Legal and beneficial ownership of land
This goes to the heart of joint ownership of land. There are two elements to owning land.
- The actual legal title / ownership, and
- what lawyers call the ‘beneficial interest‘ ie the right to use and enjoy it.
In most cases the ‘legal’ and ‘beneficial’ interests will be owned by the same people. So if you and your wife own your house jointly, you will both have the legal ownership AND you will both hold that legal interest on trust for yourselves as beneficiaries. You will own both halves, the legal and the beneficial interests.
However they can be split up. So when a wealthy family sets up a trust for its children, the trustees (Lord Muck or the partners of ‘Posh Persons Law Firm LLP’) will own the property. The beneficiaries will be the children.
So, going back to our tenancy, if you rent a property to Angus, Brendon, Charles, David, Edgar and Freddie, (assuming they are listed in alphabetical order) Angus, Brendon, Charles, and David, will hold the legal ownership of the tenancy, on trust for themselves and Edgar and Freddie. This will happen automatically, you don’t have to set it out in the tenancy agreement.
So, you may be asking now, what is the point of Edgar and Freddie signing the tenancy agreement? They don’t get legal title, so why have them there?
One reason is so they acquire the beneficial interest. But there is another important reason.
A tenancy agreement is not just about the transfer of legal title to the property for a slice of time. It is also about the contractual obligations of the tenants to the landlord (and vice versa). Most particularly the payment of rent, but also all the other clauses in the tenancy agreement. And there is no rule in contract law against having more than four parties to a contract.
The four persons rule only relates to the ownership of the legal interest in the land.
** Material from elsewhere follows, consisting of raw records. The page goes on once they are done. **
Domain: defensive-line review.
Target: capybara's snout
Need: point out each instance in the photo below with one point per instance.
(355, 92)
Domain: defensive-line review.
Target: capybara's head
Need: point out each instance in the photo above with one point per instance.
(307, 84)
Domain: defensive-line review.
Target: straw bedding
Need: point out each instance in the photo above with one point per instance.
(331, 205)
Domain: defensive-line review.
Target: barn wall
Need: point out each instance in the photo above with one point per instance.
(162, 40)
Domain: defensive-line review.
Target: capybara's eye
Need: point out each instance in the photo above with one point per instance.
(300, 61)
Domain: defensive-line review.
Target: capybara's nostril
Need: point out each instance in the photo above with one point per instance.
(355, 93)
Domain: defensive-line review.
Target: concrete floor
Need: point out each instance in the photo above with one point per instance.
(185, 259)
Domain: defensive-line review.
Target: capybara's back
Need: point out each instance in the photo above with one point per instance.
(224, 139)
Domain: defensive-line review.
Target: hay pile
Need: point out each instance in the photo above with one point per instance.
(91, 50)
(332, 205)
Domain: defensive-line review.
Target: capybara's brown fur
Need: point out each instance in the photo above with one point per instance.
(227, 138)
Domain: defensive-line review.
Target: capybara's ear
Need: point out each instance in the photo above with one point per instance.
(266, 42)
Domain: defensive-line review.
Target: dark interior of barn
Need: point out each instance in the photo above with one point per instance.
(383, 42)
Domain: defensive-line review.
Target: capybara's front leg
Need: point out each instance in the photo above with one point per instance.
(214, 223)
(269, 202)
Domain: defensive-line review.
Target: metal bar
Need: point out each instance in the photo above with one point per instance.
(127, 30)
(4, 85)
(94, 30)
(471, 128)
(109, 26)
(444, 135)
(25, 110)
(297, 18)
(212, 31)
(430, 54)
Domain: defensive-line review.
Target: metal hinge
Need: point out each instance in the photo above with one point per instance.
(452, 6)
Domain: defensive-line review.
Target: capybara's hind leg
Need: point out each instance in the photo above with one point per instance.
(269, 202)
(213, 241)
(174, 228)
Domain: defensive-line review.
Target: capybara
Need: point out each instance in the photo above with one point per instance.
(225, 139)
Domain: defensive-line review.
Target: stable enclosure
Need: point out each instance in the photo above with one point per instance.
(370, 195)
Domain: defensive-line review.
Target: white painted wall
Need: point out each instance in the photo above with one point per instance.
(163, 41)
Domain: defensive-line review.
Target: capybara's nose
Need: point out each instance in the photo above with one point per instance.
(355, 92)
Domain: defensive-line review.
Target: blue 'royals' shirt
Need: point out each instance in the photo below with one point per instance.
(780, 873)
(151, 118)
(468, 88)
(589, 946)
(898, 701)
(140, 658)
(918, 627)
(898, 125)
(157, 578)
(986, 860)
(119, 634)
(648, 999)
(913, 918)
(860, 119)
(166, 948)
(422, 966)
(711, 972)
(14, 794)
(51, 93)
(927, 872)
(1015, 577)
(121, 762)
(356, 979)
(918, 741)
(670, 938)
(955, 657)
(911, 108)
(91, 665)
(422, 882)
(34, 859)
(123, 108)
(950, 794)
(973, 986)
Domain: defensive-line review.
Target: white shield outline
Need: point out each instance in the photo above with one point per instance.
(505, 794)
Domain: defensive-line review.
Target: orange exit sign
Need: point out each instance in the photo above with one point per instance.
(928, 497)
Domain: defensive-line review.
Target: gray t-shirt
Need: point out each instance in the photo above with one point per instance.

This is why you need to have all the tenants on the tenancy agreement. If Edgar and Freddie were not on the tenancy agreement, the landlord would not be able to sue them for non-payment of rent. Or for compensation for damaging the property.
So, in our hypothetical case, the situation would be like this:
So far as legal ownership of the lease/tenancy is concerned, it would be owned by Angus, Brendon, Charles, and David on trust for themselves and Edgar and Freddie. So Edgar and Freddie would have as much right to use the property as the other four.
So far as the contractual obligations are concerned, all six tenants would be liable to the landlord for rent, and in respect of the other contractual obligations under the tenancy agreement which they had signed.
So all six can be sued (together or singly) by the landlord if they don’t pay rent. And all six tenants (again, jointly or individually) can sue the landlord if he does not comply with his part of the contract.
For example if the ceiling collapses while Freddie is underneath, and he is injured, then (assuming the collapse was due to the landlord’s failure to keep the property in proper repair) Freddie will be able to bring a claim against the landlord for damages for personal injury. Even though he is not one of the first four on the tenancy agreement and is not therefore one of the ‘legal’ owners of the tenancy.
Don’t let it worry you
Law is often confusing for non lawyers, because there are all these disparate parts which come together to make a whole. Like one of those Chinese puzzle things. You need to be careful about making assumptions.
And don’t worry too much about abstruse points of law. The four persons limit to the legal ownership of land, although it applies to tenancies, is just something there, running in the background, making the legal system ‘work’. Like the engine makes a car ‘work’. It need not worry the average landlord or tenant. You just drive the car, you don’t need to look under the hood.